Thursday, October 14, 2021

Regular Expressions in Python

 Regular Expression is an order or pattern of characters that helps us to match a string or set of strings. Like other programming languages python also supports regular expressions. re module in python gives us support for regular expressions in python.

There are different types of function in re module, popular functions are listed below.
  1. re.match
  2. re.search
  3. re.findall
  4. re.sub
Syntax: re.match(pattern, string)

Now let us discuss about patterns, As discussed above patterns are nothing but sequence of characters.

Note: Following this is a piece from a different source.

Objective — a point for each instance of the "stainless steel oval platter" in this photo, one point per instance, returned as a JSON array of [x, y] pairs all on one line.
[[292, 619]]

We use meta characters also in patterns, popular meta characters are given below.

\ Used to drop the special meaning of character following it
[] Represent a character class
^ Matches the beginning
$ Matches the end
. Matches any character except newline
| Means OR (Matches with any of the characters separated by it.
? Matches zero or one occurrence
* Any number of occurrences (including 0 occurrences)
+ One or more occurrences
{} Indicate the number of occurrences of a preceding regex to match.
() Enclose a group of Regex

re.match: checks for a match only at the beginning of the string, re.match returns True if pattern matches else returns none.

Program:
import re
a = "python concepts with examples"
match = re.match(".*", a)
print(match.group())

Output:
python concepts with examples

re.search: checks for a match anywhere in the string

Program:
import re
a = "python concepts with examples"
match = re.search("python(.*)with", a)
print(match.group())
print(match.group(1))

Output:
python concepts with
 concepts

re.findall: Return all non-overlapping matches of pattern in string, as a list of strings.

Program:
import re
a = "python concepts with examples python is very fast python is super fast"
match = re.findall("python", a)
print(match)

Output:
['python', 'python', 'python']

re.sub: The ‘sub’ in the function stands for SubString, a certain regular expression pattern is searched in the given string(3rd parameter), and upon finding the substring pattern is replaced by repl(2nd parameter), count checks and maintains the number of times this occurs. 

Program:
import re
a = "python concepts with examples python is very fast python is super fast"
match = re.sub("python", "java", a)
print(match)

Output:
java concepts with examples java is very fast java is super fast

Sample Programs:

1. Match the IP Address

Program:
import re
a = "10.10.101.10"
regex = "(((25[0-5]|2[1-4][0-9]|1[0-9][0-9]|[0-9]{1,2})(\.|$)){4})"
match = re.match(regex,a)
print(match.group())

Output:
10.10.101.10

2. Match Mac Address

Program:
import re
a = "3D-F2-C9-A6-B3-4F"
regex = "(((([0-9A-Fa-f]){2})(-|:|$)){6})"
match = re.match(regex,a)
print(match.group())

Output:
3D-F2-C9-A6-B3-4F